Ver 16. All that is left … tabernacles. The prophet states, with an evident allusion to Is. lxvi. 23, that those of the heathen who are not destroyed will all go up yearly to the sanctuary of Jehovah to observe one of the great feasts. This, of course, is figurative, as the most intrepid literalist will scarcely maintain that all nations could by any possibility accomplish such a feat. Henderson seeks to avoid the difficulty by supposing that they will go up in the person of their representatives. But even this ingeneous device fails to meet the terms used by Isaiah, l. c., where all flesh is said to come every Sabbath and every new moon.
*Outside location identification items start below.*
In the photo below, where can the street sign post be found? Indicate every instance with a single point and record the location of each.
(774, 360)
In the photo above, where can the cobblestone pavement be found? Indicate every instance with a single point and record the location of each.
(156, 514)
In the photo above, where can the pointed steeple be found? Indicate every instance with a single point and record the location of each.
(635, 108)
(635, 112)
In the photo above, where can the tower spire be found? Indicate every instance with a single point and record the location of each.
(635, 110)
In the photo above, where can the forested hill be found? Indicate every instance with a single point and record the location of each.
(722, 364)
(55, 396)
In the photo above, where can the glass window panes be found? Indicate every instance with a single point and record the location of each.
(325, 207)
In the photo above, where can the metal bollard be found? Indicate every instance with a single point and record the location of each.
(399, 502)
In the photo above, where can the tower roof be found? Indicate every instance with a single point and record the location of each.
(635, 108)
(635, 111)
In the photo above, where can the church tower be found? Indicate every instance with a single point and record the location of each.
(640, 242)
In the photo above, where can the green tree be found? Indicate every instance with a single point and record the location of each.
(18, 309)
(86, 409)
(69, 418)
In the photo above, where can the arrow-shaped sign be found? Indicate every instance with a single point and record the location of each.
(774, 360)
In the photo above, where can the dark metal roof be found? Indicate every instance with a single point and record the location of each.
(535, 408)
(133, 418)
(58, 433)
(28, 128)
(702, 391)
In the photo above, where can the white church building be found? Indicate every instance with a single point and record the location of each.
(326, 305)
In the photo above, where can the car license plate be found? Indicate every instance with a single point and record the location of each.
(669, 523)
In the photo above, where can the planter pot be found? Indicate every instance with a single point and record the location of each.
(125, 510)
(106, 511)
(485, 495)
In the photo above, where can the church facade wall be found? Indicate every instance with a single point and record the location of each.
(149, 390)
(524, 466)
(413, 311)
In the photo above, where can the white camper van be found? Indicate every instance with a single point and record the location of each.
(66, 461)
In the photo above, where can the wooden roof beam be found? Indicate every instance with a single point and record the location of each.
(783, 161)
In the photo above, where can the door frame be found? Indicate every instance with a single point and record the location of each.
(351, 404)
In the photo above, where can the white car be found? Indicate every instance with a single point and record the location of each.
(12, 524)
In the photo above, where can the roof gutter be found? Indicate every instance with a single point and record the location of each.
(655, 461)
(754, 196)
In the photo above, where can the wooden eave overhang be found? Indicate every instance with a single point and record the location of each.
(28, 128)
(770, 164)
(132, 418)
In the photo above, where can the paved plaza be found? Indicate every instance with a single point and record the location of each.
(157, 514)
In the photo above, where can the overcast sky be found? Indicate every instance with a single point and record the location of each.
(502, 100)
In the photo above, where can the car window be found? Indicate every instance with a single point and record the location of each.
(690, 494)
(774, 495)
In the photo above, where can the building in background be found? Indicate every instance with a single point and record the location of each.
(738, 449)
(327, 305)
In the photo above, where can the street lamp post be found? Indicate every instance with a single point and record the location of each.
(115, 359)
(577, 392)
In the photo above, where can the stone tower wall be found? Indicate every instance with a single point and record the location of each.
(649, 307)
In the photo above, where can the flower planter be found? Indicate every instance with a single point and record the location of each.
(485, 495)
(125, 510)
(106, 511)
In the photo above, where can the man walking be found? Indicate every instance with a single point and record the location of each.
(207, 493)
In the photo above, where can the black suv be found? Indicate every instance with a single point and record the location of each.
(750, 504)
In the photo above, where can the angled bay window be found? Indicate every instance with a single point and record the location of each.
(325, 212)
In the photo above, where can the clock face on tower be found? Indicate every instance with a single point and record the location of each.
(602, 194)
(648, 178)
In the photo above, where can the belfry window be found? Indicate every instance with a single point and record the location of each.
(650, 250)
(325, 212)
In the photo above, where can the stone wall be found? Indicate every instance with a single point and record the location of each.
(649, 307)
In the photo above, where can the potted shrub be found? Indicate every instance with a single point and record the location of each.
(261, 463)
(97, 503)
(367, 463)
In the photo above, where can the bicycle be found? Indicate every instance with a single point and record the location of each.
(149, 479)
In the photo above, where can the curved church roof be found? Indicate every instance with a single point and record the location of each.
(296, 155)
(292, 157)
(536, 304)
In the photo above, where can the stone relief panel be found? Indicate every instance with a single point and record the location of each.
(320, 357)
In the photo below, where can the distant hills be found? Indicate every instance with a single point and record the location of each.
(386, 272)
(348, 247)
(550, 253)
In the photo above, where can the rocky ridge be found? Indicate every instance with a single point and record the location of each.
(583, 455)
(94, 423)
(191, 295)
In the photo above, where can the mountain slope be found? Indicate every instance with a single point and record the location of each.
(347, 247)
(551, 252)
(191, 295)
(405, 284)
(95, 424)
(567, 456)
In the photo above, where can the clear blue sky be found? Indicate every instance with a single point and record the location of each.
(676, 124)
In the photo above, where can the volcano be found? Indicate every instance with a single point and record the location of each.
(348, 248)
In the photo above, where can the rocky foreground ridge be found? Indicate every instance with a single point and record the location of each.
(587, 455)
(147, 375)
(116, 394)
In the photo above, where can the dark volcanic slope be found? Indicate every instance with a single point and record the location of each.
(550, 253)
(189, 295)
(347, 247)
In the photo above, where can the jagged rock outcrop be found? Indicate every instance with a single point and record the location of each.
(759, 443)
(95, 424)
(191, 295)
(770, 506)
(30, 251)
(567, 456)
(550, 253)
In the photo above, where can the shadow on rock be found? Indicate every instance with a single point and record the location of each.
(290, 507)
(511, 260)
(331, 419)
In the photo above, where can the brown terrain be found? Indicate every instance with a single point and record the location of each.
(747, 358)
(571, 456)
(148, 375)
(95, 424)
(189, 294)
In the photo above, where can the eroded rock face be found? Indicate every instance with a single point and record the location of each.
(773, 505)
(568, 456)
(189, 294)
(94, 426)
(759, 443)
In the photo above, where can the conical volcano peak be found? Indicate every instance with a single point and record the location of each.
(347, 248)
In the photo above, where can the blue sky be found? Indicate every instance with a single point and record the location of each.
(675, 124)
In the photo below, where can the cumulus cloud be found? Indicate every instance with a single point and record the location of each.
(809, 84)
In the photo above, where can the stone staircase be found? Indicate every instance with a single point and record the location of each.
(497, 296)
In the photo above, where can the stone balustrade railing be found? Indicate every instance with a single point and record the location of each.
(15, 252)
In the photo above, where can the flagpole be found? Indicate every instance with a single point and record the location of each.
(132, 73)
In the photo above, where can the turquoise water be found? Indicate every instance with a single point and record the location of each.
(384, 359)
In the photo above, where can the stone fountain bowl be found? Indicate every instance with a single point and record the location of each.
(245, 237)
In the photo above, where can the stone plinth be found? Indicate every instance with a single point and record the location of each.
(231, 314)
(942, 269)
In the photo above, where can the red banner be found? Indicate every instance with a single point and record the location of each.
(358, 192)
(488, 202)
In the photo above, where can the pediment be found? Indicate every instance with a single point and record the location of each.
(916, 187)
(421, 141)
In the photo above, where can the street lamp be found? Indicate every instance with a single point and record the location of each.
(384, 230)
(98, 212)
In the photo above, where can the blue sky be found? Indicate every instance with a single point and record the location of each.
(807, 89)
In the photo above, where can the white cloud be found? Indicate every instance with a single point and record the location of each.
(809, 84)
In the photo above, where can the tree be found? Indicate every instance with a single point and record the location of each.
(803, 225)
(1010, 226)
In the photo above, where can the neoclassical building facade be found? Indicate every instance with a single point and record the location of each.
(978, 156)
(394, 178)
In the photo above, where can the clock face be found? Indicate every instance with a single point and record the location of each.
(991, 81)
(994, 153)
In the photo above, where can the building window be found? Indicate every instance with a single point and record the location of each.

The verse is simply a striking method of depicting the entrance of the heathen into the kingdom of God. Why is the feast of tabernacles specified? Not because it occurred in autumn, which is the best season of the year for travelling (Theodoret, Grotius, Rosenmüller); nor because this feast was the holiest and most joyfnl (Koster. V. Ortenburg, Pressel); nor because of its relation to the ingathering of the harvest (Köhler); nor because such a festival could be observed without any compromise of the principles of the New Dispensation (Henderson); but rather in view of its interesting historical relations (Dachs, C. B. Michaelis, Hengstenberg). It was a feast of thanksgiving for the gracious protection afforded by the Lord during the pilgrimage of his people through the desert, and for their introduction into the blessings of the land of Canaan. In like manner the nations will celebrate the goodness which has brought them through their tedious and perilous wanderings in this life to the true and everlasting kingdom of peace and rest. Carrying out this figurative representation, the prophet adds a penalty to be inflicted upon all absentees.
Ver. 17. Whoso of the families …. no rain. Rain seems to be mentioned as one of the principal blessings of God, that by which the fruitfulness it produced which occasions the joy of the harvest. It therefore appropriately stands here to represent the whole class of providential favors. Compare the notes on x. 1. It shall be withheld from those who fail to fulfill their duties to Him. See a similar threat, upon Israel, in Deut. xi. 16, 17. Pressel calls attention to the fine use of the word family in this verse in connection with Jehovah as king, indicating that then the various nations of the earth shall be considered as so many families of the one people of God.
Ver. 18. And if the family of Egypt go not up, etc. The menace of the preceding verse is repeated with especial application to Egypt. Many have sought the reason of this particular specification in the natural peculiarities of Egypt, which, being indebted for its fertility not to rain but to the Nile, might seem to be exempt from the threatened drought. But surely, apart from other considerations, this has no force nor application, when it is remembered that even the Nile is dependent upon rains at its source. It is far more natural to attribute the mention of Egypt to its historical relations to Israel as their hereditary foe. The old enemy of the Church shall either join the procession Zionward, or else feel the retributive curse.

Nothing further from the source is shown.